Web Architecture Documents

Also in XML-Deviant

The More Things Change

Agile XML

Composition

Apple Watch

Life After Ajax?

In addition to the ad hoc, piecemeal work of responding to issues raised by the general Web and XML communities, the TAG is also working on (so far non-authoritative) documents addressing various issues of Web architecture. The TAG's Architecture Categorization seems to be serving as a kind of shared outline or roadmap of the parts of Web architecture which are slated for TAG documentation.

A large part of the TAG list traffic during February and March was response, discussion, and commentary on three documents which are part of the Architecture Categorization: "Introduction" by Tim Bray and Dan Connolly, "What Does a URI Identify?" by Norm Walsh and Stuart Williams, and "What Does a Document Mean?" by Paul Cotton and Norm Walsh.

There is not space in this column to review the discussion surrounding these documents, but I recommend that interested developers at least read the documents themselves. And I do commend to your particular attention the discussions about the boundaries of the Web itself, which highlight the tendency and the risk of the seemingly ever expansive reach, if not the grasp, of the W3C.

Conclusion

One thing that can be said with certainty is that the TAG is not shirking from addressing the most fundamental questions about Web architecture. As for the quality, clarity, and utility of the answers, that remains to be seen, but the discussions suggest that, at this still rather early date, things are proceeding along the right track. But, despite whatever infrastructural changes need to be made, I think it's also clear that the TAG's work must continue to be based on a reciprocal, mutual, and open conversation between TAG members and as many non-TAG Web and XML developers as is practical.
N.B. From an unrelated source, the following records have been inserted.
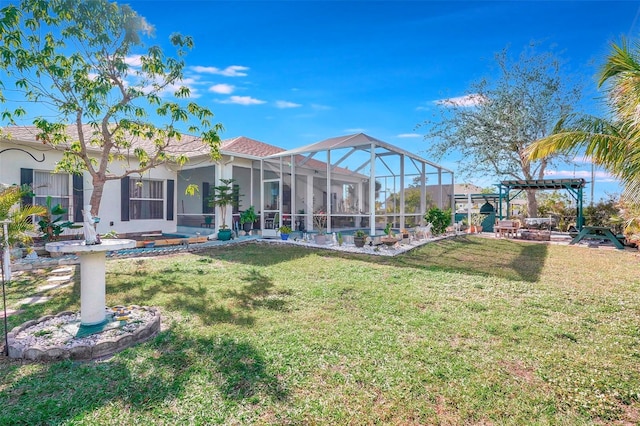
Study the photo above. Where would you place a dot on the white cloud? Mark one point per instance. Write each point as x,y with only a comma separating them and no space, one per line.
223,89
242,100
319,107
582,159
600,176
473,99
133,60
230,71
286,104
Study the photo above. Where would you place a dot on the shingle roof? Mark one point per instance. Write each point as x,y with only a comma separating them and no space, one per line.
189,145
248,146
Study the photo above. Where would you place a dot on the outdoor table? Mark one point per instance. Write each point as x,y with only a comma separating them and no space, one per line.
597,231
92,274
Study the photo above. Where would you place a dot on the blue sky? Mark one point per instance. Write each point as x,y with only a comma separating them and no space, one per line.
290,73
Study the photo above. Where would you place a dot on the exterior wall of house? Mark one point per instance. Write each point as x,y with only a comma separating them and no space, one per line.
15,157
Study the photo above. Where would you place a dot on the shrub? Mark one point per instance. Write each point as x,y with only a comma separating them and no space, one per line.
439,220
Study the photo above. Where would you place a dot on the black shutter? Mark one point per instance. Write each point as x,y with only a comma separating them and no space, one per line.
26,178
170,200
206,208
124,199
78,198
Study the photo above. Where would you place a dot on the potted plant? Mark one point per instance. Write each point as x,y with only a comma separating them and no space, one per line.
52,222
284,232
224,195
320,225
476,223
359,238
247,218
390,238
20,225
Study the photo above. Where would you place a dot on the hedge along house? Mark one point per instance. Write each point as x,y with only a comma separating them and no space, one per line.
350,182
337,181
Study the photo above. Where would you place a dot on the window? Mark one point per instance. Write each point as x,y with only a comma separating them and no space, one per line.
54,185
146,199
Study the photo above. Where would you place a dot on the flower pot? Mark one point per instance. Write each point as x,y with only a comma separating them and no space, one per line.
224,234
389,241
The kind of technological work the TAG is tasked with, like all forms of scientific, technical, and critical inquiry, is ultimately a thoroughly social undertaking. While for various marketing or motivational reasons, the romanticizing myth of the lone hacker or lone computer scientist solitarily creating works of mystery and wonder will likely persist for a long time, no one should forget that ultimately that solitary figure is as mythical as every other figure of romantic genius. It is well and good to stress the degree to which individuals, as opposed to corporations, are indispensable to the Web's past and future flourishing, but no one should forget that those individuals are always embedded in social processes in which collaboration, cooperation, and unfettered inquiry are, in the final analysis, the real engines of innovation.